# Lunge Whip Desensitizing Help



## Quill (May 3, 2013)

Hello all,
I've been having some trouble with the mare I lease and the lunge whip. She gets all worried about it and freaks out a bit when I have it anywhere near her. Like I'll ask her to move sideways for me to loosen her up, I'll simply hold the lead rope in one hand and the whip in the other, I normally don't even touch her and if I do, it's the lightest of touches, but she seems to be afraid of it. I assure you I have never stricken her with it, and I have never done more than the lightest of bumps against her hip if she's ignoring it.

Does anyone have any tips on desensitizing her to it? I'd like to be able to work her on the ground without her getting all worried over it.

Thanks in advance!
Quill


----------



## where I want to (Oct 28, 2008)

Twp things- one is she may simply get over hypersensativity on her own as you use it gently around her.
Then I have always, when first working with a new horse, taken the lunge whip with the thong in my hand and stood near them while I stroke them so lightly with it all over- including back legs and belly. Just to get them used to it.
Since I have never had a horse seem unduly worried about it after the first few times I do it, I don't know what to do with a horse who is really upset about it.


----------



## levi1739 (Jul 25, 2003)

This is a hard thing to help with via the internet but this video might give you some ideas that help.

[ame]http://www.youtube.com/watch?v=6CDwc4s1LAQ[/ame]

The vid doesn't show the touch and sacking out which would come next but I believe the horse is ready for that step at this point. Retreat and approach is a very effective method of desensitizing.

Have fun, be safe

Jack


----------



## offthegrid (Aug 11, 2009)

It isn't surprising that a horse would be skittish of a lunge whip; it's big and moves weirdly. And depending on the horse's history, they may have been taught to fear it - some people teach their horses to "lunge" meaning - when you see this big thing, trot like crazy. I knew someone that would lunge horses only for the purpose of getting them in shape for sales - broodmares and yearlings.
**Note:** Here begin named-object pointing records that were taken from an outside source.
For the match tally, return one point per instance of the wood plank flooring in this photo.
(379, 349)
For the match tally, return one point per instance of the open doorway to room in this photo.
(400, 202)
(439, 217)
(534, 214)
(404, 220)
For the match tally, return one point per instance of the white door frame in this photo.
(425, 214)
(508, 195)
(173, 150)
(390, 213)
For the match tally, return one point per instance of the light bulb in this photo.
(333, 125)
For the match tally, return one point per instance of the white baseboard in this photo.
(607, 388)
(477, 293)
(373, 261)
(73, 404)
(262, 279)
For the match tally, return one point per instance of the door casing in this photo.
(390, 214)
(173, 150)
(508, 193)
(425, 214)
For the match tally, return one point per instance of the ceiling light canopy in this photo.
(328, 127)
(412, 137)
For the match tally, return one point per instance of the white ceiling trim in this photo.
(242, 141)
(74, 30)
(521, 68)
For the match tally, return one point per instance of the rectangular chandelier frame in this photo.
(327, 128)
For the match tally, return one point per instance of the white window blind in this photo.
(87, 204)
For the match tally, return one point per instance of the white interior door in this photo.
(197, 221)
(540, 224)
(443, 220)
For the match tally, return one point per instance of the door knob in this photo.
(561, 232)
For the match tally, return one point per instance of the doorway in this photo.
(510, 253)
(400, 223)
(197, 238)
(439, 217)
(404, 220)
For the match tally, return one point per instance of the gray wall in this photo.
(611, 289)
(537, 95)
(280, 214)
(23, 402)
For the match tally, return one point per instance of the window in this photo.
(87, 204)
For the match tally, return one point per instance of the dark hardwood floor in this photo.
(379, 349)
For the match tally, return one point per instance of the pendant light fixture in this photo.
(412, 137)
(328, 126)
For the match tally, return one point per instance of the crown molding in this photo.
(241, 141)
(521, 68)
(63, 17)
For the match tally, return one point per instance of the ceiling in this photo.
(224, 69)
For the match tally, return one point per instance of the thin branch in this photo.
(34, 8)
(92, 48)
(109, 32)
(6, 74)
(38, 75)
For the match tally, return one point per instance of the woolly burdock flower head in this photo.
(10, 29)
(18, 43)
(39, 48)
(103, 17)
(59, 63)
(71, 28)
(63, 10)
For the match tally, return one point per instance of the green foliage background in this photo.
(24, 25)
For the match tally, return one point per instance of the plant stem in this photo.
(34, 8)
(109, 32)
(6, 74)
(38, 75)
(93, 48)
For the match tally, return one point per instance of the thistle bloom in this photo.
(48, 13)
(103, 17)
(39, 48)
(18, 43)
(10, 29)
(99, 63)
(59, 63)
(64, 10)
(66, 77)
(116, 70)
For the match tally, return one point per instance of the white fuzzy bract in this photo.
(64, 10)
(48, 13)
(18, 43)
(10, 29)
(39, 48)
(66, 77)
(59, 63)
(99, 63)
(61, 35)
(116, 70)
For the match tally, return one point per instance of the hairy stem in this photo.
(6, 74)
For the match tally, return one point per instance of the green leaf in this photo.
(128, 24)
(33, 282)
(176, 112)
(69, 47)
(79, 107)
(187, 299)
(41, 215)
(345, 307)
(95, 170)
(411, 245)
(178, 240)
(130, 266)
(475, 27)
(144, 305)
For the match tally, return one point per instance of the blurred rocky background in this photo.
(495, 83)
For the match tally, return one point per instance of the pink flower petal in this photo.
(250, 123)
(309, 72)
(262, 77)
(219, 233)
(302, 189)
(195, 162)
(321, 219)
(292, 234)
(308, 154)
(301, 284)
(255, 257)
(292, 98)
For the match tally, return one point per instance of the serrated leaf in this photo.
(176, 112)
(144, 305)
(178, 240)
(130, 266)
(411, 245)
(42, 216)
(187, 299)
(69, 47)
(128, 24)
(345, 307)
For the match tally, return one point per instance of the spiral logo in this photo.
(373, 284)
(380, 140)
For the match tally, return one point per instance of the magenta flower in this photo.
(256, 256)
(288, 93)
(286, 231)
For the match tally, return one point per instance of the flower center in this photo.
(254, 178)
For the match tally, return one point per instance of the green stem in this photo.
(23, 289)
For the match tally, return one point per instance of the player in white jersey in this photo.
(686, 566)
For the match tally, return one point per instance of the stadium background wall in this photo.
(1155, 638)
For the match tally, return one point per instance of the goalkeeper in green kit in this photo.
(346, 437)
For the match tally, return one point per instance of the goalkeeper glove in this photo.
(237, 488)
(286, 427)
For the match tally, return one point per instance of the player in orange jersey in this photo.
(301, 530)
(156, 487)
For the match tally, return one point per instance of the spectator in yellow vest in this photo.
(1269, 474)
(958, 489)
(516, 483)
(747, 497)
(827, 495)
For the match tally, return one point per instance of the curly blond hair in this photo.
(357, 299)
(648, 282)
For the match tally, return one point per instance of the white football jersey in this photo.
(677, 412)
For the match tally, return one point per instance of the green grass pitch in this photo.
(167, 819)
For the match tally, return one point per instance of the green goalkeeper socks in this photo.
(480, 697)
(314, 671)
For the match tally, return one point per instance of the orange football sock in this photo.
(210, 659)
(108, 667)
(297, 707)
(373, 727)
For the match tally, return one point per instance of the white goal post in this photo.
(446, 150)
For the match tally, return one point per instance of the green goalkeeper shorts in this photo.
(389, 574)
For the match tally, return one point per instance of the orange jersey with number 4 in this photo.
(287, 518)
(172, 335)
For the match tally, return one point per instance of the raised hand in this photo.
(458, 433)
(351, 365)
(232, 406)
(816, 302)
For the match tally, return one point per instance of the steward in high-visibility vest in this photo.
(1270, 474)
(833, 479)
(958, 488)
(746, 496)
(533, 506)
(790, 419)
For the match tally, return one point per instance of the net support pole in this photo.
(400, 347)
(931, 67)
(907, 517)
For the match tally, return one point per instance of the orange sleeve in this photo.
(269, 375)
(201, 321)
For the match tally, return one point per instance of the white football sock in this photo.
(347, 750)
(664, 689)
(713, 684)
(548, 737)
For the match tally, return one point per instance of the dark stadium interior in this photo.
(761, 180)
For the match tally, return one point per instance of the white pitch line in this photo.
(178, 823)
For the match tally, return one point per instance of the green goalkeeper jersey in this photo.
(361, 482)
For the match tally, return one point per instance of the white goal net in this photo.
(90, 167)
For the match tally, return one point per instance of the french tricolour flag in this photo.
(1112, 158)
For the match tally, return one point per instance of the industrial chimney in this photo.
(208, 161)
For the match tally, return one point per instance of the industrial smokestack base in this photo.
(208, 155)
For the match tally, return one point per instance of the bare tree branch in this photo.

Terrible to watch.  Basically a lot of yelling and brandishing of a big whip, and horses simply trying to get away.

What I might try is switching to a short crop or bat, and starting with that. Then as you progress and the groundwork is no longer "new" to her, you could move to a dressage whip, and then ultimately a lunge whip if you need one. A full-sized lunge whip might even be too big for groundwork. I have a driving whip with I think a 6' shaft and only about 6" of lash, so it's basically a longer dressage whip. I prefer it to the lunge whip with a full lash because that is more difficult to manage and I've never needed it for my horses.


----------



## 2horses (Jul 19, 2004)

Try using something else to encourage her to move, like slowly swinging the end of the lead rope or lunge line and see if she tolerates that better. Since you are leasing her, do you know much of her past history? If a horse is sensitive enough, it only takes one or two misguided whacks with a whip to make one permanently leery of them.


----------



## dkrabec (Apr 5, 2012)

The idea here is you don't want the horse to be afraid of your tools. Desensitizing is best done when the horse is a bit winded and they want to rest, so do the desensitizing after you have gotten him breathing heavy. The video is a good example of approach and retreat. But did not address the rubbing part and getting the horse to where you can touch it with the stick. Once the horse is sniffing the whip you want to find a starting point and be able to rub the stick on the horse, probably around the shoulder area, make sure to stand at a 45 degree angle to the front leg so if the horse goes forward your not in the way, and keep his head tilted towards you so you will just pull him in a circle around you. So you would put the tip of the whip on him and when he stands still you remove the whip, they learn from the release of pressure, if he will stand with the whip for four seconds remove it at three. If he moves thats ok move with him, keep his head towards you, but don't take the whip off of him until he stops moving. Rub the whip at your starting point and go from there, withers, back, top of the butt, back legs, front legs, neck and head. Make sure to follow the same procedure for both sides, it will be totally new on each side. When you find a no no spot stay there until he relaxes. 
Every one of my horses will stand and fall asleep while I rub them with the whip and slap the ground next to them all the way around their body. But they did not start out that way, it took doing just what I described above every day until they learn to relax. They need to know your tools are not going to hurt them. By getting your horse desensitized he will gain more trust and respect in you as his leader. Hope this helps let us know how it goes.


----------



## Quill (May 3, 2013)

Thanks guys, I'll definitely give your suggestions a try and see how it goes. I've been riding her for about 5 years (started leasing about 2 years ago), I know her history for the past 6 and I don't know of any time she was ever really smacked with it. I don't know her history as far as her previous owner, though. I suspect it was a Parelli home because of some of her behaviors. I've had to spend a while giving her manners.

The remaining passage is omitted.